Thirdly, the relationship between sustained release time and gastrointestinal absorption site.
In order to facilitate drug use and strengthen patient compliance, it is an important trend to develop sustained-release and controlled-release varieties with daily dosage of/kloc-0. Such as thiazides, theophylline, nifedipine, felodipine, ketoprofen, pseudoephedrine, isosorbide dinitrate, chlorpheniramine, naproxen, tramadol, diclofenac sodium, etc. , with products or patents managed 1 times within 24 hours. The average retention time of pharmaceutical preparations in gastrointestinal tract is generally 8- 12 hours, and the retention time in colon can be as long as 30 hours.

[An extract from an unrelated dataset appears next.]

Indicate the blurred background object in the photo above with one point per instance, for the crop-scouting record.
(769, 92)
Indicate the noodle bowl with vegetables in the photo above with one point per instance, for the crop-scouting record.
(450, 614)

It is considered that pellets, microcapsules and microspheres with multi-dose units have uniform drug release and high safety, which is convenient for the production of photocopying preparations Because it is easy to be retained by the folds of gastrointestinal mucosa, the retention time is extended to about 16 hours, which is beneficial to absorption. As a 24-hour administration method, it is a better preparation form. There are not many varieties of sustained-release microparticle preparations independently developed in China, and there are even fewer varieties that are administered 24 hours 1 time. Although its technology and equipment requirements are higher than tablets, there are many equipment and technologies for producing particles or particle preparations at home and abroad, which can be produced by coating pot, boiling bed, extrusion-spheronization centrifugal granulation and so on. Microparticle preparation is also the development direction of oral drug delivery system for peptides and protein drugs, which is worth further development.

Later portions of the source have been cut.